Carnegie Mellon University

Eric Xing

Eric P. Xing

Professor (On Leave), Language Technologies Institute

  • 8101 —Gates & Hillman Centers
  • 412-268-2559

Research

The major theme of Professor Xing's research lies in the development of machine learning and statistical methodology; especially for building quantitative models and predictive understandings of the evolutionary mechanism, regulatory circuitry, and developmental processes of biological systems; and for building intelligent systems for a wide range of applications in vision, IR and NLP that involves computational learning and reasoning under uncertainty.

Foundations of Statistical Learning, including theory and algorithms for: 1) Time/space varying-coefficient models with evolving structures; 2) Sparse structured input/output models in high-dimensional problems; 3) Nonparametric Bayesian techniques for infinite-dimensional models; 4) RKHS embedding, nonparametric inference, and spectral methods for graphical models; 5) Distributed and online algorithms for optimization, approximate inference, and sampling on massive data.

Large-scale Information & Intelligent System: 1) Development of scalable parallel architecture, protocol, programming interface, generic algorithms and models, for Big Learning; 2) Multi-view latent space models, topics models, and sparse coding for image/text/relational data mining; 3) Evolving structure, stable metrics, and prediction for dynamic social networks, goal-driven network design and optimization; 4) Web-scale image understanding, search, prediction, and storyline synthesis; 5) Information visualization, indexing and storage, web/mobile app development.
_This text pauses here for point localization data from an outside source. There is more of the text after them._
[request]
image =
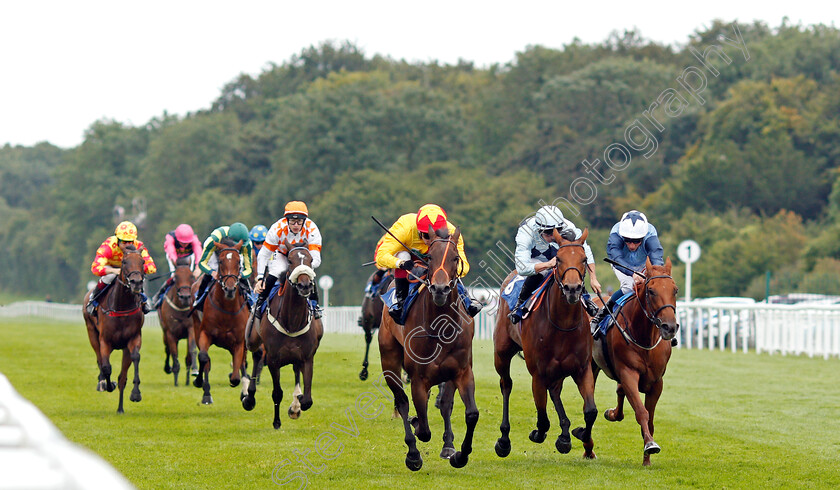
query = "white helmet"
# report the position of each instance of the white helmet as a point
(633, 225)
(548, 218)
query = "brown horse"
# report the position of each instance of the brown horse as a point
(556, 343)
(176, 321)
(371, 317)
(289, 335)
(223, 321)
(434, 346)
(634, 353)
(117, 324)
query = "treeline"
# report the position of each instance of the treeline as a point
(732, 140)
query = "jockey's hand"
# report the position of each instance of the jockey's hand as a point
(406, 265)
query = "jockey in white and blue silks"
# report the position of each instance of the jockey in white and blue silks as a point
(536, 253)
(632, 240)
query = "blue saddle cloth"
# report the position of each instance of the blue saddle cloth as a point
(607, 322)
(413, 291)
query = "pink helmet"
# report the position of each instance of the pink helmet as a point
(184, 233)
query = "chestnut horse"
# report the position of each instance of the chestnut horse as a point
(223, 321)
(372, 316)
(634, 353)
(434, 346)
(288, 334)
(176, 321)
(556, 342)
(117, 323)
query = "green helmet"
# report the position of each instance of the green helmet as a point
(239, 231)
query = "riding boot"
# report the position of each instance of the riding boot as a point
(268, 285)
(400, 294)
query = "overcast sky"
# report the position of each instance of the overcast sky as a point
(67, 64)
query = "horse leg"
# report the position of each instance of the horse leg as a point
(123, 377)
(249, 385)
(276, 393)
(651, 398)
(134, 347)
(294, 409)
(368, 338)
(586, 386)
(466, 386)
(540, 399)
(502, 362)
(564, 440)
(446, 396)
(616, 414)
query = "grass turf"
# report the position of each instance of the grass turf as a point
(724, 420)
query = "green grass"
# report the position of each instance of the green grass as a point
(724, 420)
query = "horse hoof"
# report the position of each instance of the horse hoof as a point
(248, 403)
(502, 448)
(415, 464)
(563, 445)
(537, 436)
(459, 460)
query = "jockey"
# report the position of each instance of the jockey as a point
(294, 227)
(412, 230)
(536, 254)
(108, 259)
(632, 241)
(209, 261)
(179, 243)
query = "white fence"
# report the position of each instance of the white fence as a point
(771, 328)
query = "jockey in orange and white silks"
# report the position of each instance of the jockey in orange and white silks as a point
(109, 257)
(295, 227)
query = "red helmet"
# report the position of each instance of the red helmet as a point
(430, 215)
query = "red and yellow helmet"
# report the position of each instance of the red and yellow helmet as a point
(430, 215)
(296, 209)
(126, 231)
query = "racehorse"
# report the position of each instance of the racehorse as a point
(633, 352)
(288, 334)
(176, 321)
(117, 324)
(556, 343)
(223, 321)
(371, 317)
(434, 346)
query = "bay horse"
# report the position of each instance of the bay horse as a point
(288, 334)
(371, 317)
(117, 323)
(177, 322)
(556, 343)
(434, 346)
(633, 352)
(223, 320)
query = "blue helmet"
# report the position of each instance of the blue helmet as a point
(258, 233)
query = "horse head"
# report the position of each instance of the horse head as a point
(132, 271)
(302, 275)
(443, 263)
(658, 295)
(228, 274)
(571, 265)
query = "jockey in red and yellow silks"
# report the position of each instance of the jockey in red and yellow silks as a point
(413, 231)
(109, 257)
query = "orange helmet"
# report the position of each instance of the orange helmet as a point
(126, 231)
(430, 215)
(296, 209)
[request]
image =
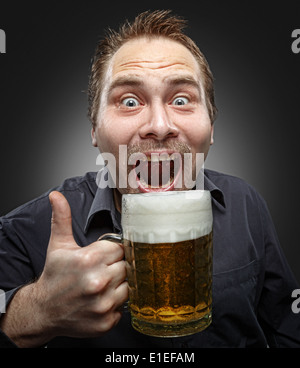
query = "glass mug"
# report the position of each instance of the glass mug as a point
(167, 239)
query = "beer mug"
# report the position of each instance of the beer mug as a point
(167, 239)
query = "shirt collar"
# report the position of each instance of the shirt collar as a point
(216, 193)
(104, 201)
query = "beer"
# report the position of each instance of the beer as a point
(168, 250)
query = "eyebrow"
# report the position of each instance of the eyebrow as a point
(135, 81)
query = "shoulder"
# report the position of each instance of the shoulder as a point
(234, 188)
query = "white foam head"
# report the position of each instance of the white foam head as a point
(166, 217)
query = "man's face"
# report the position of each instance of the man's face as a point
(153, 103)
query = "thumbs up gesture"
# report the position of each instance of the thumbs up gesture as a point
(78, 293)
(82, 287)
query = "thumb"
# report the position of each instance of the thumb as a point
(61, 221)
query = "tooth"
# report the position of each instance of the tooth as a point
(154, 158)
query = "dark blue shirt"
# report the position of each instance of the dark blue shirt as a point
(252, 282)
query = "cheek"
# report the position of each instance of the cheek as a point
(199, 135)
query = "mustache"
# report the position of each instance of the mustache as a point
(152, 145)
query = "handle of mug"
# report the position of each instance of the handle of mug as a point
(116, 238)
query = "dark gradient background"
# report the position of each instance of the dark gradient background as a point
(45, 133)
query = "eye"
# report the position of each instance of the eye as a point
(130, 102)
(180, 101)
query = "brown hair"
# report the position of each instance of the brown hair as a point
(149, 24)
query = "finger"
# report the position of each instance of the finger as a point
(117, 274)
(110, 252)
(121, 295)
(61, 222)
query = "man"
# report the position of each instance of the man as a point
(150, 90)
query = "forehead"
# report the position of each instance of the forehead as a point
(155, 56)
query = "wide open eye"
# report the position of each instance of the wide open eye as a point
(130, 102)
(180, 101)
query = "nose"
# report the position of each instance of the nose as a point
(158, 124)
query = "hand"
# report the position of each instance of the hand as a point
(78, 293)
(83, 287)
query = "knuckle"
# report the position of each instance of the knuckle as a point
(95, 285)
(109, 321)
(105, 306)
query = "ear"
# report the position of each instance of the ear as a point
(93, 135)
(212, 135)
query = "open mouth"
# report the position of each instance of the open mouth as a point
(158, 172)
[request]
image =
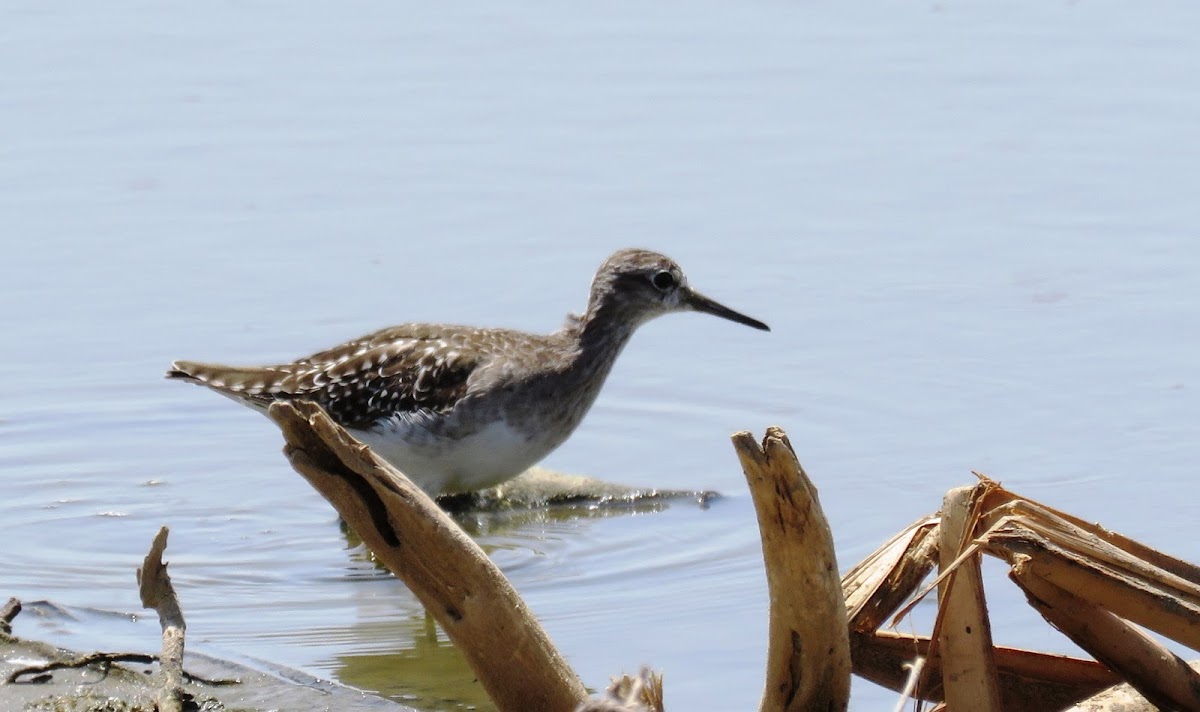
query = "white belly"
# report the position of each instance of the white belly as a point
(485, 459)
Computational Biology: 1) Understanding genome-microenvironment interactions in cancer and embryogenesis via joint analysis of genomic, proteomic, and pathway signaling data; 2) Genetic analysis of population variation, demography and evolution; 3) Statistical inference of genome-transcriptome-phenome association in complex diseases; 4) Personalized diagnosis and treatment of spectrum diseases via next generation sequencing and computational "omic" analysis; 5) Biological image and text mining.